During the 2023 European Haematology Association (EHA) congress, the potential of tyrosine kinase inhibitor (TKI) dose reduction was discussed as a new approach to reduce the impact on quality of life and the financial burden associated with long-term TKI treatment in patients with chronic myeloid leukaemia.
Long-term treatment with tyrosine kinase inhibitors (TKIs) can significantly impact the quality of life of patients with chronic myeloid leukaemia (CML) due to TKI-related adverse events (AEs). Furthermore, extended TKI use also puts a financial burden on patients and society. In addition to TKI discontinuation, TKI dose reduction has emerged as a potential solution to address these challenges in clinical practice. The presented study aimed to evaluate the consequences of reducing TKI dose after achieving a major molecular response (MMR) during full-dose initial TKI treatment, and identify factors associated with loss of molecular responses in CML patients undergoing TKI dose reduction.
The initial therapy consisted of imatinib 400 mg QD, nilotinib 300 mg BID, or dasatinib 100 mg QD. After reaching a MMR, patients underwent a two-stage dose reduction: first to imatinib 300 mg QD, nilotinib 450 mg QD, or dasatinib 70 mg QD (Reduced Dose Stage 1, RDS1), and after at least 1-2 years of follow-up, to imatinib 200 mg QD, nilotinib 300 mg QD, or dasatinib 50 mg QD (RDS2). During follow-up, qPCR was performed every 3 months, while ddPCR was conducted at the time of dose reduction in patients with available samples.

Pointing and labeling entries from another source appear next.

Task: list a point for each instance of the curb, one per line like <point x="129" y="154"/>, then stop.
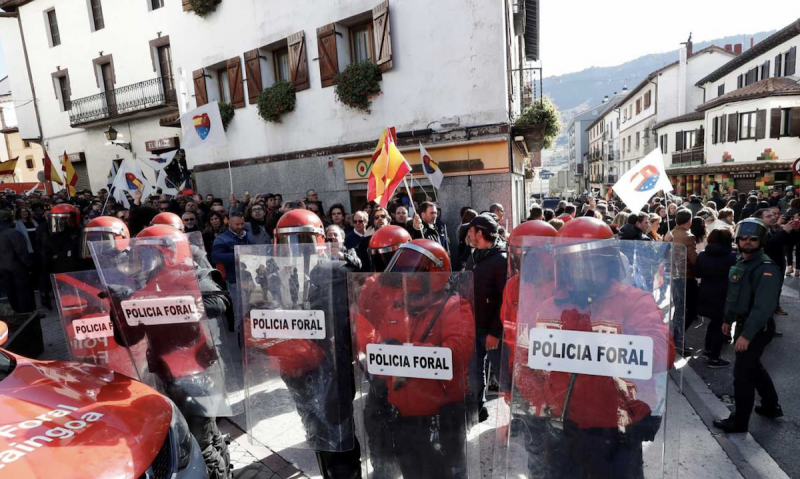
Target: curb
<point x="751" y="460"/>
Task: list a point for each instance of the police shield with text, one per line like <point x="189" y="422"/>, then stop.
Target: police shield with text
<point x="162" y="318"/>
<point x="298" y="359"/>
<point x="590" y="356"/>
<point x="414" y="336"/>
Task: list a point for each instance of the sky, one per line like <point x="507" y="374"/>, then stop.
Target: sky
<point x="578" y="34"/>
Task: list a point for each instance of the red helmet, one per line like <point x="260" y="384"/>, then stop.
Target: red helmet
<point x="169" y="219"/>
<point x="384" y="243"/>
<point x="104" y="228"/>
<point x="175" y="248"/>
<point x="299" y="226"/>
<point x="63" y="216"/>
<point x="586" y="227"/>
<point x="517" y="242"/>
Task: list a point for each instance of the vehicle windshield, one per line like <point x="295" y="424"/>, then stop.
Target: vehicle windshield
<point x="6" y="365"/>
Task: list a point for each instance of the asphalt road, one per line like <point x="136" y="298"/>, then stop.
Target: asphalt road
<point x="780" y="438"/>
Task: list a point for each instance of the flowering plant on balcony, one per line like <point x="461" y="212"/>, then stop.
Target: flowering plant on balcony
<point x="545" y="113"/>
<point x="276" y="100"/>
<point x="226" y="112"/>
<point x="358" y="84"/>
<point x="204" y="7"/>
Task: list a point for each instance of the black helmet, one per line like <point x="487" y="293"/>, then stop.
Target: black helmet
<point x="752" y="227"/>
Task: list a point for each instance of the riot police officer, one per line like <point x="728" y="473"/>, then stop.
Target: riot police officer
<point x="754" y="286"/>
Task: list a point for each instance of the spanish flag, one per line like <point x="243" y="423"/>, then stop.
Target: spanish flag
<point x="389" y="167"/>
<point x="70" y="176"/>
<point x="50" y="171"/>
<point x="8" y="167"/>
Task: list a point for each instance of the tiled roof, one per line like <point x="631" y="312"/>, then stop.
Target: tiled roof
<point x="783" y="86"/>
<point x="693" y="116"/>
<point x="758" y="49"/>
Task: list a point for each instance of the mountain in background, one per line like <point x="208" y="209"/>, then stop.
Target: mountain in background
<point x="575" y="92"/>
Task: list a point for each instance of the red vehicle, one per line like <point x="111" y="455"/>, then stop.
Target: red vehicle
<point x="64" y="419"/>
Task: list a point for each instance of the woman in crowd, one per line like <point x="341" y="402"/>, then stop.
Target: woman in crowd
<point x="712" y="268"/>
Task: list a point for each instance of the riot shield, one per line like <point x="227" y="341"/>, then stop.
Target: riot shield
<point x="414" y="341"/>
<point x="297" y="360"/>
<point x="86" y="319"/>
<point x="162" y="318"/>
<point x="588" y="355"/>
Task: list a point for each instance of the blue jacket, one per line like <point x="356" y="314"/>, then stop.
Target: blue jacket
<point x="223" y="252"/>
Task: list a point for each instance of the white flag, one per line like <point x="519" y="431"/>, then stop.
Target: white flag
<point x="130" y="178"/>
<point x="158" y="163"/>
<point x="166" y="186"/>
<point x="644" y="180"/>
<point x="430" y="167"/>
<point x="203" y="127"/>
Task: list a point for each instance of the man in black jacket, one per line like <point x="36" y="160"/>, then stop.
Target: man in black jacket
<point x="489" y="263"/>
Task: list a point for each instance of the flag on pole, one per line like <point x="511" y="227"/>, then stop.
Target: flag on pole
<point x="203" y="127"/>
<point x="70" y="176"/>
<point x="130" y="179"/>
<point x="389" y="168"/>
<point x="430" y="167"/>
<point x="50" y="171"/>
<point x="640" y="183"/>
<point x="158" y="163"/>
<point x="8" y="167"/>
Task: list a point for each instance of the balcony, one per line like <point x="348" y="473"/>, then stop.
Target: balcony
<point x="691" y="157"/>
<point x="156" y="95"/>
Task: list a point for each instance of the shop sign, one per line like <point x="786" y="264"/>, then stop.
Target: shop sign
<point x="162" y="144"/>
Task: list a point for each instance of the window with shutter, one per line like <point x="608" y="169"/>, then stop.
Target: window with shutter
<point x="791" y="59"/>
<point x="794" y="122"/>
<point x="298" y="63"/>
<point x="252" y="67"/>
<point x="723" y="128"/>
<point x="328" y="56"/>
<point x="235" y="82"/>
<point x="761" y="124"/>
<point x="733" y="127"/>
<point x="775" y="123"/>
<point x="200" y="91"/>
<point x="382" y="34"/>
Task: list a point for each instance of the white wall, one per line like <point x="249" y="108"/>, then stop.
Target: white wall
<point x="449" y="60"/>
<point x="670" y="131"/>
<point x="742" y="151"/>
<point x="13" y="54"/>
<point x="730" y="79"/>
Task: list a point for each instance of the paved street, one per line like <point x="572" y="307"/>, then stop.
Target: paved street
<point x="778" y="437"/>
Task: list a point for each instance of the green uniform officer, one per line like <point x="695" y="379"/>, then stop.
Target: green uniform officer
<point x="754" y="286"/>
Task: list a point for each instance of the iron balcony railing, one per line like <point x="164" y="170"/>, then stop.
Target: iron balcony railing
<point x="123" y="101"/>
<point x="691" y="157"/>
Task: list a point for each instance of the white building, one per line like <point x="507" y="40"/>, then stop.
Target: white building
<point x="87" y="65"/>
<point x="664" y="94"/>
<point x="751" y="120"/>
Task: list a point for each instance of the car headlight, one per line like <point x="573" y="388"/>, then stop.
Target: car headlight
<point x="182" y="437"/>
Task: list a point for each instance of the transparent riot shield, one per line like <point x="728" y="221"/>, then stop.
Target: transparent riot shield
<point x="588" y="355"/>
<point x="162" y="317"/>
<point x="298" y="364"/>
<point x="86" y="319"/>
<point x="414" y="341"/>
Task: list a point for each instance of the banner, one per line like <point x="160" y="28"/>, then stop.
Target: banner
<point x="430" y="167"/>
<point x="203" y="127"/>
<point x="644" y="180"/>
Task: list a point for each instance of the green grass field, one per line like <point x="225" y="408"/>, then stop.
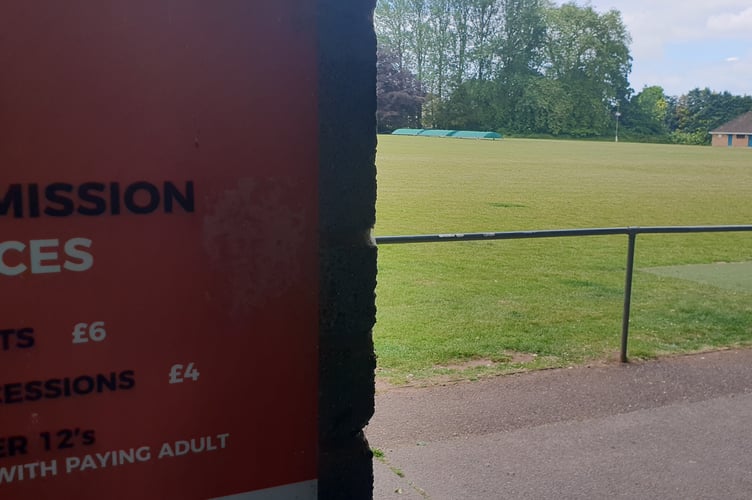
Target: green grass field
<point x="465" y="310"/>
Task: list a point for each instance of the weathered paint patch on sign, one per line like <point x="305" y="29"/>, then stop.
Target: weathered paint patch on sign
<point x="158" y="248"/>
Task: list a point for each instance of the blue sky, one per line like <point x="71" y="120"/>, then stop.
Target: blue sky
<point x="683" y="44"/>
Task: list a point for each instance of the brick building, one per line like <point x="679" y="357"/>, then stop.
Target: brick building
<point x="735" y="134"/>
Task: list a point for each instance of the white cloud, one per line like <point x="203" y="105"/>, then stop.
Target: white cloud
<point x="732" y="23"/>
<point x="684" y="44"/>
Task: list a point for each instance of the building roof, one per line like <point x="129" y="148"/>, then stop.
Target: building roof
<point x="739" y="125"/>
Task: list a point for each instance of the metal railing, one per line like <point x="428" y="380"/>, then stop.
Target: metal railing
<point x="631" y="232"/>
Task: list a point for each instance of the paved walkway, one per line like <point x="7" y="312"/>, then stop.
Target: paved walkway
<point x="678" y="428"/>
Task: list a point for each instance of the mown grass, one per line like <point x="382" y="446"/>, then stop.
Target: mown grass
<point x="557" y="301"/>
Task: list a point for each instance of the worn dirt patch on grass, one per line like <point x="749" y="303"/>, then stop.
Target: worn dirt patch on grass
<point x="735" y="276"/>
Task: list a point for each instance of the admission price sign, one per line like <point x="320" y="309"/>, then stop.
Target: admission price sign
<point x="158" y="249"/>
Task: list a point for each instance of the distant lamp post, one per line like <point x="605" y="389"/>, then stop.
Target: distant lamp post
<point x="616" y="137"/>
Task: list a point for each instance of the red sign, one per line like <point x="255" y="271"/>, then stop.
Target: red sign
<point x="158" y="249"/>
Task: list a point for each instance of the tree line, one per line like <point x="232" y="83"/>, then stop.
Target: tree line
<point x="526" y="67"/>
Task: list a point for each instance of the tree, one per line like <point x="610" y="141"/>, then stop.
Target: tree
<point x="588" y="53"/>
<point x="399" y="97"/>
<point x="645" y="115"/>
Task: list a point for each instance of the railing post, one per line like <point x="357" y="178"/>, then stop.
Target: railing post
<point x="627" y="295"/>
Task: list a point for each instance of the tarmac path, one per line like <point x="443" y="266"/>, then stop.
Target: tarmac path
<point x="675" y="428"/>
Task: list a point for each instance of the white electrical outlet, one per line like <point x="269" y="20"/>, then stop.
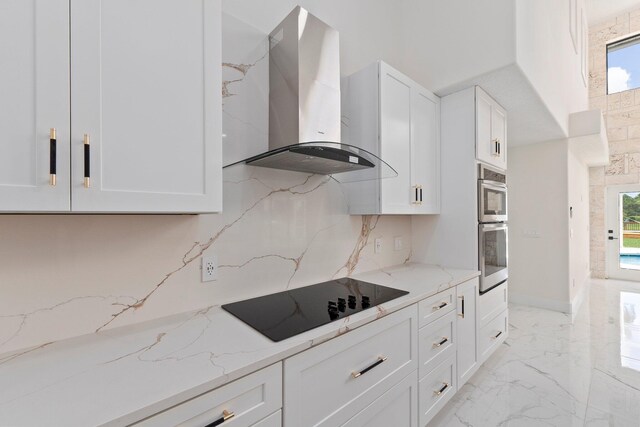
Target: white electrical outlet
<point x="209" y="268"/>
<point x="377" y="245"/>
<point x="397" y="242"/>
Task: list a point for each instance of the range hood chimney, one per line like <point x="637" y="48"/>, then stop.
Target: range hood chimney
<point x="304" y="104"/>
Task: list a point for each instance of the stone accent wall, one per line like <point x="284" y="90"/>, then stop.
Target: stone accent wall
<point x="622" y="117"/>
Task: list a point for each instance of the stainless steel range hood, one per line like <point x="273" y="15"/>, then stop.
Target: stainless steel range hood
<point x="304" y="105"/>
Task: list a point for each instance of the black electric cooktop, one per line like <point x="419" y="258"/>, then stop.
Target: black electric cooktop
<point x="285" y="314"/>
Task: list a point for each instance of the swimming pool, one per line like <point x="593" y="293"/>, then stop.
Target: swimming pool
<point x="630" y="261"/>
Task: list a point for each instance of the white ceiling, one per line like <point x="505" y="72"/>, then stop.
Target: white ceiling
<point x="598" y="10"/>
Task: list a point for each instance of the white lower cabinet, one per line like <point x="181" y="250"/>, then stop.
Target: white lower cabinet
<point x="331" y="383"/>
<point x="492" y="303"/>
<point x="273" y="420"/>
<point x="492" y="335"/>
<point x="241" y="403"/>
<point x="437" y="343"/>
<point x="467" y="355"/>
<point x="399" y="370"/>
<point x="398" y="407"/>
<point x="436" y="389"/>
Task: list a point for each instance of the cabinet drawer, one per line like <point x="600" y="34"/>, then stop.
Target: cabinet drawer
<point x="273" y="420"/>
<point x="492" y="335"/>
<point x="436" y="306"/>
<point x="398" y="407"/>
<point x="322" y="385"/>
<point x="437" y="342"/>
<point x="491" y="304"/>
<point x="436" y="389"/>
<point x="249" y="399"/>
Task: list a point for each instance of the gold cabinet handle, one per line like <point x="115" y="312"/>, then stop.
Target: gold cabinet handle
<point x="87" y="160"/>
<point x="496" y="148"/>
<point x="53" y="157"/>
<point x="226" y="415"/>
<point x="442" y="390"/>
<point x="370" y="367"/>
<point x="417" y="195"/>
<point x="441" y="342"/>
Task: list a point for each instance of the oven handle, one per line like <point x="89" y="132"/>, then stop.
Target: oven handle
<point x="493" y="185"/>
<point x="493" y="227"/>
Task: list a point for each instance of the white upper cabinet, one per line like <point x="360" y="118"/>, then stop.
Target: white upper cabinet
<point x="491" y="131"/>
<point x="396" y="119"/>
<point x="144" y="106"/>
<point x="34" y="98"/>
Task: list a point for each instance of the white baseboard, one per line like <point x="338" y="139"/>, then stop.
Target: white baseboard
<point x="571" y="307"/>
<point x="580" y="297"/>
<point x="548" y="304"/>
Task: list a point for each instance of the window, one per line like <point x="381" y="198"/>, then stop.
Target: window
<point x="623" y="65"/>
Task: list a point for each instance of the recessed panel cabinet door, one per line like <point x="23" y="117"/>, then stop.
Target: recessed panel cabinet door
<point x="34" y="98"/>
<point x="146" y="106"/>
<point x="425" y="151"/>
<point x="395" y="136"/>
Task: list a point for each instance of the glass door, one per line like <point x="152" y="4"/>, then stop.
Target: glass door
<point x="493" y="255"/>
<point x="622" y="235"/>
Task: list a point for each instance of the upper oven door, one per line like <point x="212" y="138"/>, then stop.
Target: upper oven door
<point x="492" y="203"/>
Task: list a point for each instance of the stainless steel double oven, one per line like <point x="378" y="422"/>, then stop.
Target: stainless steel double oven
<point x="492" y="227"/>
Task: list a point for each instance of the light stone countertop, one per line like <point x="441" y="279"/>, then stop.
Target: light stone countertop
<point x="119" y="376"/>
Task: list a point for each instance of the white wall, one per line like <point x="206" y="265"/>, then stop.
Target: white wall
<point x="539" y="266"/>
<point x="578" y="194"/>
<point x="547" y="57"/>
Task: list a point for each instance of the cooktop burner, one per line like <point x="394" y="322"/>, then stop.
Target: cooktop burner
<point x="285" y="314"/>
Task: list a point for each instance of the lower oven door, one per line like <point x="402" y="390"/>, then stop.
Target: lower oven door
<point x="492" y="240"/>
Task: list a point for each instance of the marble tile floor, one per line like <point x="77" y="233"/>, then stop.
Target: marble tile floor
<point x="552" y="372"/>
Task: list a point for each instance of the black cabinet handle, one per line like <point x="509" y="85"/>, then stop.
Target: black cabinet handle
<point x="87" y="160"/>
<point x="441" y="306"/>
<point x="53" y="158"/>
<point x="226" y="415"/>
<point x="439" y="392"/>
<point x="368" y="368"/>
<point x="441" y="343"/>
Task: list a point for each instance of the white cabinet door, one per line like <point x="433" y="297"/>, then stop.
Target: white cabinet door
<point x="395" y="140"/>
<point x="146" y="90"/>
<point x="398" y="407"/>
<point x="499" y="134"/>
<point x="485" y="150"/>
<point x="425" y="151"/>
<point x="34" y="97"/>
<point x="491" y="131"/>
<point x="467" y="358"/>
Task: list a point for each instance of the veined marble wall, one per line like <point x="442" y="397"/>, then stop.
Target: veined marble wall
<point x="67" y="275"/>
<point x="622" y="116"/>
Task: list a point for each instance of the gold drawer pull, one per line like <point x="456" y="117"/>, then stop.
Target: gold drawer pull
<point x="370" y="367"/>
<point x="441" y="306"/>
<point x="86" y="142"/>
<point x="226" y="415"/>
<point x="439" y="344"/>
<point x="442" y="390"/>
<point x="53" y="157"/>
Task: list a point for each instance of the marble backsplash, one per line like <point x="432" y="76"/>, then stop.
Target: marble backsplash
<point x="66" y="275"/>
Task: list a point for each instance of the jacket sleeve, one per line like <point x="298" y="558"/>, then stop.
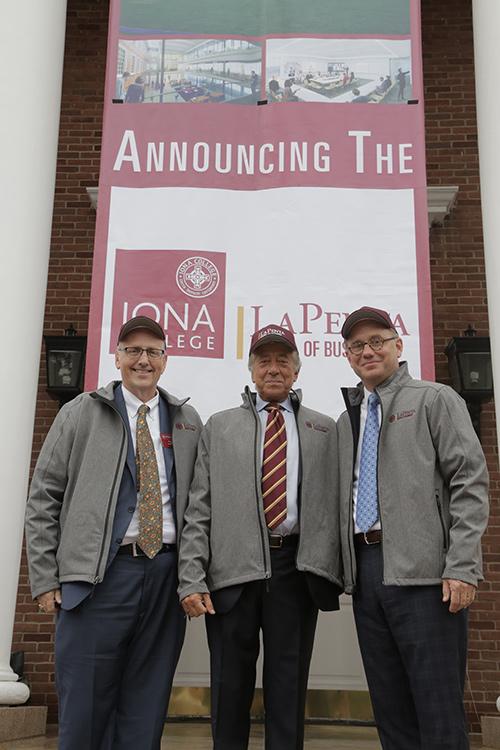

Out of 1,702 patients with newly diagnosed chronic or accelerated phase CML, 837 patients were included in the study. Of these patients, 566 received full dose TKI and 271 undergoing dose reduction. Median follow-up was 47 months after dose reduction. Interestingly, a TKI dose reduction had no impact on achieving subsequent MR4 (4-year rates MR4 were 79% vs. 72% in the reduced-dose and full-dose cohorts, respectively; p=0.64) and MR4.5 (4-year MR4.5 rates were 54% vs. 47%; p=0.46). Additionally, it did not affect maintaining MMR (8-year sustained MMR rates were 97% vs. 98%; p=0.32), MR4 (7-year sustained MR4 rates were 89% vs. 94%; p=0.26), and MR4.5 (4-year sustained MR4.5 rates were 79% vs. 79%; p=0.32). Dose reduction therapy did not impair the treatment-free remission (TFR) success rate, with 2-year TFR rates of 57% in RDS1, 72% in RDS2, and 47% in those who received a full dose (p=0.30). Importantly, patients with longer MR4 duration had a higher TFR success. Older age (≥60 years), no deep molecular responses (DMR), shorter MR4 duration (< 22 months), higher white blood cells (WBC≥42 x 109/L) count, lower haemoglobin concentration (<100g/L), and/or EUTOS long-term survival score (ELTs) intermediate/high-risk correlated with loss of MMR, MR4 and/or MR4.5. Before dose reduction, 86% of patients experienced AEs. Of those, 74% improved AEs after dose reduction. Of note, ddPCR was found to be better than qRT-PCR in predicting the consequences of TKI-dose reduction.
In conclusion, TKI dose reduction after achieving MMR does not adversely affect subsequent therapy responses in patients with CML. Diverse factors, including older age or shorter MR4 duration, were found to correlate with loss of MMR, MR4 and/or MR4.5 after TKI dose reduction.
Jiang Q. Efficacy of low-dose tyrosine kinase inhibitor therapy after achieving major molecular response in persons with chronic myeloid leukaemia. Presented at EHA 2023; Presentation ID S158.